Mrs May has faced repeated questions about her leadership during the conference, having seen the Conservatives lose their Commons majority in June's general election.
She insisted she had the authority and ideas to improve the Tories' standing - and that her party was still setting the political agenda, adding that she had "listened" to voters' concerns on tuition fees and home ownership.
And she repeatedly stressed her "mission" in government, as set out when she took office, "to ensure that we no longer see people in this country that feel left behind".
Earlier during a round of media interviews the PM was asked by BBC Breakfast whether there were any "red lines" which Mr Johnson himself should not cross.
"I don't set red lines.

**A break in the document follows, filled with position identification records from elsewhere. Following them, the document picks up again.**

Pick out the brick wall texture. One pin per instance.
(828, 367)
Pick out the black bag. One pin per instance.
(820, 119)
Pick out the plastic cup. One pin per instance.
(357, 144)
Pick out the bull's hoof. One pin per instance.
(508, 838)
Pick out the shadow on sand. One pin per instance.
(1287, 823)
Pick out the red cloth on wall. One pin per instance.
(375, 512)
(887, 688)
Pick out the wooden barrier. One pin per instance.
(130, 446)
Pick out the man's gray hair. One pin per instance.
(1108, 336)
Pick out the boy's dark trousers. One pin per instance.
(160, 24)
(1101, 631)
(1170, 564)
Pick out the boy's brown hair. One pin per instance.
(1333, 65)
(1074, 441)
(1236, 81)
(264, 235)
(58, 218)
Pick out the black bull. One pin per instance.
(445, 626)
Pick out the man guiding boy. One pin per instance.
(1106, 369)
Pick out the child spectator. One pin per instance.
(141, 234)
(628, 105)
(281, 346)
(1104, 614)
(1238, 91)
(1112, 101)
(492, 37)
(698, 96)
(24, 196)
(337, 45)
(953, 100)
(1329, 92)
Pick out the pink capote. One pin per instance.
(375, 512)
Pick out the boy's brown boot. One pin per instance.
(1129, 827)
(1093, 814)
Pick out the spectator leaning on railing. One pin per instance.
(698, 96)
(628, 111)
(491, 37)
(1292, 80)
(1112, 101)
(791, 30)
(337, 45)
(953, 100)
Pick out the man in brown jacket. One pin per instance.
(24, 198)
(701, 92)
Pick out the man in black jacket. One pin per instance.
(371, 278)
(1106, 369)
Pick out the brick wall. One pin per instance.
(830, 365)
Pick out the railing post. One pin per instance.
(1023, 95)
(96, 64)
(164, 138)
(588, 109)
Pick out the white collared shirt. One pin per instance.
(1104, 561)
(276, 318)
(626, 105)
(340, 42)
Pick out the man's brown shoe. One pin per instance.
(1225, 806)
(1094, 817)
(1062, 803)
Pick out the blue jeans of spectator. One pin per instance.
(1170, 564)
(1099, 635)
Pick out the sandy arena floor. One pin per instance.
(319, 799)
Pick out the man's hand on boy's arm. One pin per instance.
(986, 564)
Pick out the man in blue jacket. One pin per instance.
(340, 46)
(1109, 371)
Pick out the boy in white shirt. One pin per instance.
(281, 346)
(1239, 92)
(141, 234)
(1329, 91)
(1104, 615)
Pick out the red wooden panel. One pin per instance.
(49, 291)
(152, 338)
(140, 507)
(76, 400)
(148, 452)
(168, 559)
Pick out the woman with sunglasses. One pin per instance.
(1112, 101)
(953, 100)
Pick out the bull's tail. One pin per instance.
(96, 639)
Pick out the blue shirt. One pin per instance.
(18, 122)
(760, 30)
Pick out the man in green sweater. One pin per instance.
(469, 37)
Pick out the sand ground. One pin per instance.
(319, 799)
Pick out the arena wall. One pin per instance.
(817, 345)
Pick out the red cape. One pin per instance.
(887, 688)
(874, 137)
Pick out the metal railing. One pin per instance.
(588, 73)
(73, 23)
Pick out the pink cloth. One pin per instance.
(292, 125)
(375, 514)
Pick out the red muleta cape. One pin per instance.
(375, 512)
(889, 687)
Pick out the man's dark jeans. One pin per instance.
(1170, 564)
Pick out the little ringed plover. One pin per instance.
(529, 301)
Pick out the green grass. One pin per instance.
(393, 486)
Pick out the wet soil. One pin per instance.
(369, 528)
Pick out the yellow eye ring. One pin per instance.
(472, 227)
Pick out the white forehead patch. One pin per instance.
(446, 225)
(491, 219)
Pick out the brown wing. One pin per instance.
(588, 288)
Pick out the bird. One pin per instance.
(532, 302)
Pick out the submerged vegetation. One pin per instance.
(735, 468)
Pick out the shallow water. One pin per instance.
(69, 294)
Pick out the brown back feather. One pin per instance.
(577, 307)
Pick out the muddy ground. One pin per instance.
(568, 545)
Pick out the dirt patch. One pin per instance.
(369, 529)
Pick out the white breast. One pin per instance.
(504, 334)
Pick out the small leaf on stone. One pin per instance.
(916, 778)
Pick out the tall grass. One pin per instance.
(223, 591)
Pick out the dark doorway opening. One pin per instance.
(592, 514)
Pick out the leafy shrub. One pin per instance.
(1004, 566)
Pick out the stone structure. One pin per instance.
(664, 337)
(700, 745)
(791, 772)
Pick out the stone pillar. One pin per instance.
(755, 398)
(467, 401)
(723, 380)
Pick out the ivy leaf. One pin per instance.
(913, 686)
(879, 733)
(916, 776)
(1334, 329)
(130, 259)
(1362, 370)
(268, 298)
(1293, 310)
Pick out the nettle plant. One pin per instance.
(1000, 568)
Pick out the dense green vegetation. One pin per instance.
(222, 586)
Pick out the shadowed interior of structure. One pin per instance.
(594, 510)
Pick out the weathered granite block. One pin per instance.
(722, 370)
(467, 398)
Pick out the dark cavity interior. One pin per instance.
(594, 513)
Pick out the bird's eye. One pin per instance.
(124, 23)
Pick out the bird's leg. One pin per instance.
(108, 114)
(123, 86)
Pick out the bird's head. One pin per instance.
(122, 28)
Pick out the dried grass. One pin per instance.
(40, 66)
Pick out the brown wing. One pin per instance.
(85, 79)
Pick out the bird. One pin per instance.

Everybody uses this phrase 'red lines'. I don't set those sort of red lines," she told BBC Breakfast.
"All I would say is actually I think leadership is about ensuring you have a team of people who aren't yes men, but a team of people of different voices around the table, so you can discuss matters, come to an agreement and then put that government view forward, and that's exactly what we've done."
On BBC Radio 4's Today, Mrs May said the foreign secretary and the rest of the cabinet were united behind her Brexit strategy, insisting that European leaders knew what the UK wanted and that her Florence speech had "changed the dial".
"What I am very clear about is of course the prime minister is in charge," she said.
She acknowledged that her message "did not come across in the general election" as she would have wanted and it was apparent the concerns of the British people were "more keenly felt" than people had thought.
Mrs May said the election had shown that many people felt "left behind and ignored" but she insisted that change would not happen overnight and no "great phrase" would transform things.
In the run-up to Mr Johnson's speech, pro-Remain Tory MP and former business minister Anna Soubry told Channel 4 News that she had asked the foreign secretary to resign over the weekend, describing him a "troublemaker".
Speaking ahead of his own conference speech, in which he called for greater optimism about Brexit, International Trade Secretary Liam Fox told BBC Radio 4's The World at One: "I think it's easier if we are all on a very strict script, it's very clear that the prime minister is in charge of this process."
Also on the third day of the Conservative conference in Manchester, Health Secretary Jeremy Hunt promised 5,000 new training places for nurses while International Development Secretary Priti Patel announced new conditions on foreign aid spending to prevent "fat cats" from monopolising contracts.
And a proposed ban on the sale of acids to under-18s was outlined by Home Secretary Amber Rudd.